Les marges de progrès
Le contraste entre Aren’Ice et la disparition des glaces parisiennes souligne l’urgence d’un plan régional de sauvegarde des patinoires. Alors que la FFHG et la région ont financé le centre national, d’autres collectivités ne parviennent pas à assumer les coûts de rénovation ou de modernisation. La fermeture de Boulogne‑Billancourt résulte notamment d’une remise aux normes énergétiques jugée trop coûteuse. Les collectivités invoquent également la lutte contre le réchauffement climatique pour justifier la réduction des consommations énergétiques des patinoires.
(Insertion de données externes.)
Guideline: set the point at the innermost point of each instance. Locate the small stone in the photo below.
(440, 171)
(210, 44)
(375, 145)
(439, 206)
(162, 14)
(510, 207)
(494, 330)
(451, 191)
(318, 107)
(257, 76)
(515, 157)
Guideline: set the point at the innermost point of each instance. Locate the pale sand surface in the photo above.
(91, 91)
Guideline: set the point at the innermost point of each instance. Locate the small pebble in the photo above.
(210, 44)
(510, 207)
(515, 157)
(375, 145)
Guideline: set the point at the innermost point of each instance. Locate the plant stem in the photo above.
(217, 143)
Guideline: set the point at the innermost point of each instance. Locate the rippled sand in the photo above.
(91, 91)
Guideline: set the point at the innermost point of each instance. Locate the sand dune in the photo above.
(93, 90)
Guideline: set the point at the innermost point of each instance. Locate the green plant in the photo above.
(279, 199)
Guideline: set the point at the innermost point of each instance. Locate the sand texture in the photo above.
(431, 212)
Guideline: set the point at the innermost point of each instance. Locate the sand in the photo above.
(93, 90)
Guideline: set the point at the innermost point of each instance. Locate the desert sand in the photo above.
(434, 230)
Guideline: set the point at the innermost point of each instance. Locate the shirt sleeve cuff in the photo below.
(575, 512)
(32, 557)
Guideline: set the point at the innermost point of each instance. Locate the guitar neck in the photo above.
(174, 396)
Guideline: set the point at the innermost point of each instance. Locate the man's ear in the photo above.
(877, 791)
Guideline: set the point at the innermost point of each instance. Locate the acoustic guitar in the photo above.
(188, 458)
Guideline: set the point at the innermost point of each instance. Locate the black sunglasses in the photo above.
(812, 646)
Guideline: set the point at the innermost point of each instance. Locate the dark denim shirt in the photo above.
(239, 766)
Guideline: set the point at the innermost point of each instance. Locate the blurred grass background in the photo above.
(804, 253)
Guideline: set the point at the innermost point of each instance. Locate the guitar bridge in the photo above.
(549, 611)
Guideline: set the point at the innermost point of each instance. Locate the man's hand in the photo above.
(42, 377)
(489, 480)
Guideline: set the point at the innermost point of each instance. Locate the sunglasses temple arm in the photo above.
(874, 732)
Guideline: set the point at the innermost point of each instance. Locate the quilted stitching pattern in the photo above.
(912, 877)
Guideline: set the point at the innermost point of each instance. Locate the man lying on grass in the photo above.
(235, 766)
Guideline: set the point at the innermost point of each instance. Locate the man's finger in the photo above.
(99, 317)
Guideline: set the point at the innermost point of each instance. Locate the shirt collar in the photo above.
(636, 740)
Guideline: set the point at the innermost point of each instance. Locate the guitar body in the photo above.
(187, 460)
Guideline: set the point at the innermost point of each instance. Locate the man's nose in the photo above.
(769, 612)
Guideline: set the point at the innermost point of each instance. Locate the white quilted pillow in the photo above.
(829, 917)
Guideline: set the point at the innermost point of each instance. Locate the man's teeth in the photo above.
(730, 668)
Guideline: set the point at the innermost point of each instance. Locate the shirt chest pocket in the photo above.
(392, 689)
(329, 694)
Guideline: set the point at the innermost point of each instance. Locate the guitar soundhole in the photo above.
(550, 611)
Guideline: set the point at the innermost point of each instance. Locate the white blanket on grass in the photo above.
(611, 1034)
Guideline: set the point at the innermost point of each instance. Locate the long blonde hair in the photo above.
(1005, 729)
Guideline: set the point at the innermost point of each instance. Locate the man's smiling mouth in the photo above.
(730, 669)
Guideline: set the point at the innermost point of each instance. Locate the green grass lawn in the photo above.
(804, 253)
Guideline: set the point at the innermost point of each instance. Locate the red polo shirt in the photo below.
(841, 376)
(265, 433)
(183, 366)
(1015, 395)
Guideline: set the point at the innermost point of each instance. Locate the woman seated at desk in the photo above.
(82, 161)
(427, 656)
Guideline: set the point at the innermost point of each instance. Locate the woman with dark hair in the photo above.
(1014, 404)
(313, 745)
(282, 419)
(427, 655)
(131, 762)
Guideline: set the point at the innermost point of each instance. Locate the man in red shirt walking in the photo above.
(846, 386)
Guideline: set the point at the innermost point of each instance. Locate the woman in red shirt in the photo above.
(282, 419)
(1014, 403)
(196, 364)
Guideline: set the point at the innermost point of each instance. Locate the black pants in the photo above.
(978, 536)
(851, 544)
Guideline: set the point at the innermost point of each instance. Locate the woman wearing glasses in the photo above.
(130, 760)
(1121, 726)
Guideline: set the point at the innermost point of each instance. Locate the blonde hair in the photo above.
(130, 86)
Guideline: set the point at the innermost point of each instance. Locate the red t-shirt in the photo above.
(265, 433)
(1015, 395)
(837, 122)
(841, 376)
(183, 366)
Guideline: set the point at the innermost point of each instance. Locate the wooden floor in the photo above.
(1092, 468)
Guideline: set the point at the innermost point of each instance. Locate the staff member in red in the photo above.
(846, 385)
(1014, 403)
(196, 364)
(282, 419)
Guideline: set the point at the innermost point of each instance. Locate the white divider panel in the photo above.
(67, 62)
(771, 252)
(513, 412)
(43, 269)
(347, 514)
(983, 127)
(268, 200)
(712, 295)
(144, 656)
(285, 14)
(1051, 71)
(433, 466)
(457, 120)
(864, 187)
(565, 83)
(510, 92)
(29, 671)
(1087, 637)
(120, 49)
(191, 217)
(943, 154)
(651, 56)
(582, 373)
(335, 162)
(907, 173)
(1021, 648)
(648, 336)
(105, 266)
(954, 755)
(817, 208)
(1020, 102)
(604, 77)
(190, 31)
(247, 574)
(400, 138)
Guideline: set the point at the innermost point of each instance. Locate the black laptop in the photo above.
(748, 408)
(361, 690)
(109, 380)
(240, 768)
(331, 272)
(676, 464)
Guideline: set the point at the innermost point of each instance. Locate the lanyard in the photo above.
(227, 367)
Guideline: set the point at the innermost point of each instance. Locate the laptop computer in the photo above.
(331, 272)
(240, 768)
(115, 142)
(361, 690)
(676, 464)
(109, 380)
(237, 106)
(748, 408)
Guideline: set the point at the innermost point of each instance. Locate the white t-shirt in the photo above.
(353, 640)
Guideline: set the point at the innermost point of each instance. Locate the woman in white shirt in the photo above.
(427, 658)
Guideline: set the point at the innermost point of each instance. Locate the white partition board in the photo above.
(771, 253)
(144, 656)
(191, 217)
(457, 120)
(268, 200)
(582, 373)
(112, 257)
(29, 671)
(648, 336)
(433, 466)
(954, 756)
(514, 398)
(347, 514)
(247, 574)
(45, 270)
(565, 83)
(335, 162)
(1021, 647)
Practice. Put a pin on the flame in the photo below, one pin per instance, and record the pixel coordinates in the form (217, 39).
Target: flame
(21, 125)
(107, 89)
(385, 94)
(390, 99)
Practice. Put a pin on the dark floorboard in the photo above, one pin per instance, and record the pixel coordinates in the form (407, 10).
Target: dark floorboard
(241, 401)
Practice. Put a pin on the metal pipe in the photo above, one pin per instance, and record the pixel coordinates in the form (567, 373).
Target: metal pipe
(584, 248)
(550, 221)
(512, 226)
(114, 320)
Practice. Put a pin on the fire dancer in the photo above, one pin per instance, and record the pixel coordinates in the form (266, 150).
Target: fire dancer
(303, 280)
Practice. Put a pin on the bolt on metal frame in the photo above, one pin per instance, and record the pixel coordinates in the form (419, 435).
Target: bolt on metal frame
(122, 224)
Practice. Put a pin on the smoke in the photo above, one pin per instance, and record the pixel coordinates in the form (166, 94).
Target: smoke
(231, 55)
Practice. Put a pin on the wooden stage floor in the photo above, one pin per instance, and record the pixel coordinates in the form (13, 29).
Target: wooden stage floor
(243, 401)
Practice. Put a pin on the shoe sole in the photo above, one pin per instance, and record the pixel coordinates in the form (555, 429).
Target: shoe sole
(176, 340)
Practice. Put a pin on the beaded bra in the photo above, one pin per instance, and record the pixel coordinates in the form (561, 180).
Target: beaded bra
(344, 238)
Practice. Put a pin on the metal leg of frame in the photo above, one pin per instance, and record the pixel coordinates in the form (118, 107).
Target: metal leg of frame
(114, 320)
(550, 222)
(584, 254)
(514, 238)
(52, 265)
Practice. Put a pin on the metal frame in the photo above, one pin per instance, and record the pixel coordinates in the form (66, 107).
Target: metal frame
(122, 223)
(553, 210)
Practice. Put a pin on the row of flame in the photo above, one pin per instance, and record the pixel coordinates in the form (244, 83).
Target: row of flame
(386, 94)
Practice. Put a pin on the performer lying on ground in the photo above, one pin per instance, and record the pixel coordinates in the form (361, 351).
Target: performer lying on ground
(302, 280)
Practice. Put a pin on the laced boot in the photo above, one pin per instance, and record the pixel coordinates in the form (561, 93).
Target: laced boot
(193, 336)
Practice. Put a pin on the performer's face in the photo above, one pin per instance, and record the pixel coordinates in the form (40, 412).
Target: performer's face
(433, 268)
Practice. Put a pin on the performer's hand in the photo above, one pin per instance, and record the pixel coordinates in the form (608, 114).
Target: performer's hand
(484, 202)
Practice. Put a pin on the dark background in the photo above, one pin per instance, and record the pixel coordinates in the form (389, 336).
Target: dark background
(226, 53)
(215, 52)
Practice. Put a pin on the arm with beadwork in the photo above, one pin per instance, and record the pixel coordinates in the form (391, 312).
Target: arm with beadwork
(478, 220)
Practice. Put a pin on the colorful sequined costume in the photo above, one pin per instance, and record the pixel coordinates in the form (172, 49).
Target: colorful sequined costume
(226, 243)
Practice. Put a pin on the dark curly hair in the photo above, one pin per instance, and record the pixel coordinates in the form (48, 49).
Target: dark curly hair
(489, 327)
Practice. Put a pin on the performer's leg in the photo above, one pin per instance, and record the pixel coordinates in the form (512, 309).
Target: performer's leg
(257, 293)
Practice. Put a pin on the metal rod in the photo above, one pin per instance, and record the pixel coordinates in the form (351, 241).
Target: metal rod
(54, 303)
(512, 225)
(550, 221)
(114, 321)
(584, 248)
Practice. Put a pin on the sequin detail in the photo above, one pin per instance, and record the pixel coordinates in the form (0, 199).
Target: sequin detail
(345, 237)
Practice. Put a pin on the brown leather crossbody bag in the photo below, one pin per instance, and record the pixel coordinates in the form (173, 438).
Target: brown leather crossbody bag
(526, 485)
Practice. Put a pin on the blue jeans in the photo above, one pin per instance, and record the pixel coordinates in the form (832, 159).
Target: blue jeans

Plusieurs pistes sont avancées :
-
Sauvegarder et moderniser les glaces existantes : investir conjointement État‑Région‑Métropole‑communes pour rénover les patinoires d’Asnières, Neuilly, Paris 12/15, Mantes ou Meudon afin d’éviter de nouvelles fermetures. La région a déjà démontré sa capacité à financer des infrastructures (Aren’Ice).
-
Plan “Heures de glace jeunes et femmes” : allouer des quotas régionaux de créneaux avant 21 h pour les écoles de hockey et les sections féminines. Les clubs franciliens peinent à créer des équipes U11 ou féminines par manque d’heures de glace, malgré une demande croissante.
-
Créer une arène intra‑muros : imaginer un équipement modulable à Paris ou proche (réhabilitation d’un site existant ou construction d’une patinoire temporaire) pour accueillir des matchs de Ligue Magnus ou de Division 1 et répondre à l’essor de l’événementiel.
-
Assurer un dialogue entre les clubs et les collectivités : l’expérience de Meudon et de Cergy prouve qu’une patinoire peut être un lieu de vie et un levier économique lorsque les usages sont mutualisés (patinage, hockey, loisirs, évènements).
-
Développer la pratique féminine et le para‑hockey : en soutenant des structures comme les Bisonnes de Neuilly ou les Comètes de Meudon, qui accueillent des sections féminines et du para‑hockey.
Conclusion
Le hockey sur glace en Île‑de‑France est l’histoire d’un paradoxe. Jamais la région n’avait compté autant de joueurs, de jeunes pousses et de clubs ambitieux. Jamais non plus la rareté des glaces n’avait autant bridé cette dynamique. Alors que le pays s’enorgueillit de l’Aren’Ice, d’athlètes olympiques et d’une équipe de Ligue Magnus compétitive, des milliers de jeunes attendent un créneau pour patiner. Maintenir et développer des patinoires est donc une condition indispensable pour transformer ce réservoir de passion en véritables succès sportifs.